More than a year after launching, Hawaii’s medical marijuana reciprocity program has yet to fulfill its underlying promise, with only a limited number of out-of-state visitors signing up to purchase MMJ.
After a slow start to the program, travel restrictions stemming from the COVID-19 pandemic decimated any traction that had been gained by the start of 2020.
From February – the highest point of participation – to July, Hawaii’s out-of-state registry fell from 718 to 95. That drop represents a significant setback to local dispensary operators who hoped to benefit from tourist sales.
With only 86 participants, June registered the lowest point for the registry since its inception.
The out-of-state program, which launched in early 2019, allows registered patients from other medical marijuana states to apply for a temporary card to use during visits to Hawaii.
The state health department estimated that 5,000 out-of-state visitors would participate in the first year of the reciprocity program.

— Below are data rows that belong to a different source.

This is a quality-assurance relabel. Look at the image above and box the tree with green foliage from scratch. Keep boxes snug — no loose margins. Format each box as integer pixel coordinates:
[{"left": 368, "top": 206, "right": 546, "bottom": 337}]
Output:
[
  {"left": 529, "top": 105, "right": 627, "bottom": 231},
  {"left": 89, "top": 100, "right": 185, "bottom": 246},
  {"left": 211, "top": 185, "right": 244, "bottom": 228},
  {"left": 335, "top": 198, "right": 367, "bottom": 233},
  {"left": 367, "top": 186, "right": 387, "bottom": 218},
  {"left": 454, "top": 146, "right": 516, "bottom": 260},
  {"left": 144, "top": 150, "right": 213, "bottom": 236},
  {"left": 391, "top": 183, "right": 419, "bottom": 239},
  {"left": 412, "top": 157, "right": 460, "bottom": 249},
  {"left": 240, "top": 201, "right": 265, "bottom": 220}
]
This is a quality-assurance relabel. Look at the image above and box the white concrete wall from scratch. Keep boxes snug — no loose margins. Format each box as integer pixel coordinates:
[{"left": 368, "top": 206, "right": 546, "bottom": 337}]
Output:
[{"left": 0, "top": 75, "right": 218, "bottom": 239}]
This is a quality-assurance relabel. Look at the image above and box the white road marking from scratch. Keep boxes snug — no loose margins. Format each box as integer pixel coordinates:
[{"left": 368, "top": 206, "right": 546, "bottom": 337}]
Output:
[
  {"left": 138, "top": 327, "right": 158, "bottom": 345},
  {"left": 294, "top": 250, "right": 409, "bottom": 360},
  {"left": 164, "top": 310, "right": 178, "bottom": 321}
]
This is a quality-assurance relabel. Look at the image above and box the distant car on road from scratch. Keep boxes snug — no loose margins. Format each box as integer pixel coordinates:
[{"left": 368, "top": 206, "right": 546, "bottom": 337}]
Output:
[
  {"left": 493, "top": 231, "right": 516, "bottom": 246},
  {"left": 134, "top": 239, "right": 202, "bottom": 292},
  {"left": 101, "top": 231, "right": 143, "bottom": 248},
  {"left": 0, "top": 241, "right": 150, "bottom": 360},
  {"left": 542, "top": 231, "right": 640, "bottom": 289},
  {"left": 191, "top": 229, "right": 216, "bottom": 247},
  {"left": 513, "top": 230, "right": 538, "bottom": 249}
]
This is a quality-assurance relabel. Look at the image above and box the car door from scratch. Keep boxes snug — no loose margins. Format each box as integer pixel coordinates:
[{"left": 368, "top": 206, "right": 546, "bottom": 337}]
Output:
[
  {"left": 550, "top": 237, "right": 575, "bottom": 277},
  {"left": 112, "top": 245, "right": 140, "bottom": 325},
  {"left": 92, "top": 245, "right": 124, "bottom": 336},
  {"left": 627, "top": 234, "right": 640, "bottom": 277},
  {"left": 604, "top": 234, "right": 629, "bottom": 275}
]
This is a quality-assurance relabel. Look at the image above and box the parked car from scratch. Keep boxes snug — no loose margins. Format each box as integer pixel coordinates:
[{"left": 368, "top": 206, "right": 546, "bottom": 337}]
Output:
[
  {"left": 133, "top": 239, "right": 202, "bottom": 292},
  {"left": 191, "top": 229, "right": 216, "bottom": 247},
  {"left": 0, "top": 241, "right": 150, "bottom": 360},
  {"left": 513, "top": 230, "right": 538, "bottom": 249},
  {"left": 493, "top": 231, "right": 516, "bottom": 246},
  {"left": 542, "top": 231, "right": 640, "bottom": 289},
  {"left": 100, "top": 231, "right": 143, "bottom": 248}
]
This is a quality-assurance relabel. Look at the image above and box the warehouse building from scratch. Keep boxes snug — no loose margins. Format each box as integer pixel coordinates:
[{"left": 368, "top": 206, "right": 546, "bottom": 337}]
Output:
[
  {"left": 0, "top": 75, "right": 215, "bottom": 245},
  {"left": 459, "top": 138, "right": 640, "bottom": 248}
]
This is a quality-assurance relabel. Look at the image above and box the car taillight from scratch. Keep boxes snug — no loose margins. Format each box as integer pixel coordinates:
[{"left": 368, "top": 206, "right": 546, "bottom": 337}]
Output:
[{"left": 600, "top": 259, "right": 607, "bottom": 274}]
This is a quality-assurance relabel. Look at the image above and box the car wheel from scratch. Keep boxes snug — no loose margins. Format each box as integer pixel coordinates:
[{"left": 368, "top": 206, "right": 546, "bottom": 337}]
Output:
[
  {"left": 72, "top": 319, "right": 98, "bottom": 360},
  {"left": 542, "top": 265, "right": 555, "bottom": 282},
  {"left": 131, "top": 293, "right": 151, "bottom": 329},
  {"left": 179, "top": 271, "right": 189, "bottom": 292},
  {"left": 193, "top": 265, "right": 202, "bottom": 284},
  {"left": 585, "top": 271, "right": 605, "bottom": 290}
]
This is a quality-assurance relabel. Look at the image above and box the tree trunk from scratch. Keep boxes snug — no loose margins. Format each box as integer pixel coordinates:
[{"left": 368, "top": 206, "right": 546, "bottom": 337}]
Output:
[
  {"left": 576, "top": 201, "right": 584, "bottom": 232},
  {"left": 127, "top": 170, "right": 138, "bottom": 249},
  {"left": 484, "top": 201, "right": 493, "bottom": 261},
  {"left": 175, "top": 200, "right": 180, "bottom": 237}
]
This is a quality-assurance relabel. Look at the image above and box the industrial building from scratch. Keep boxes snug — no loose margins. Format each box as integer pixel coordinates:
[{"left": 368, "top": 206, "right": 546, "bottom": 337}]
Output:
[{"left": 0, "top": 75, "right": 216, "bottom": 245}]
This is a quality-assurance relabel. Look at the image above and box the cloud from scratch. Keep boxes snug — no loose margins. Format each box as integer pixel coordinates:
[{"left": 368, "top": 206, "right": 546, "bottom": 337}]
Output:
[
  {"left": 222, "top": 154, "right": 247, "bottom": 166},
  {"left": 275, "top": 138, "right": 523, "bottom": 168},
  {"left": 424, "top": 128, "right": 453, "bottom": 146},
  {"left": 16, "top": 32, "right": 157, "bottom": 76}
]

Meanwhile, in-state patient counts experienced modest increases over the past year of about 1% per month on average.
The Hawaii Legislature this past summer moved to eliminate another potential barrier to medical cannabis participation by passing a bill to legalize marijuana edibles. The bill was sent to the governor’s desk in mid-July.
The legislation would take effect on Jan. 1, 2021, but the state health department would need to develop rules before edibles sales could begin.
The move could significantly boost sales in a market that is currently projected to reach $16 million-$20 million in 2020, according to the newly released Marijuana Business Factbook.
Legal edibles could also help boost out-of-state registry numbers because the products have proved popular in many other markets and can be more discreetly consumed by tourists than other forms that are already legal in Hawaii.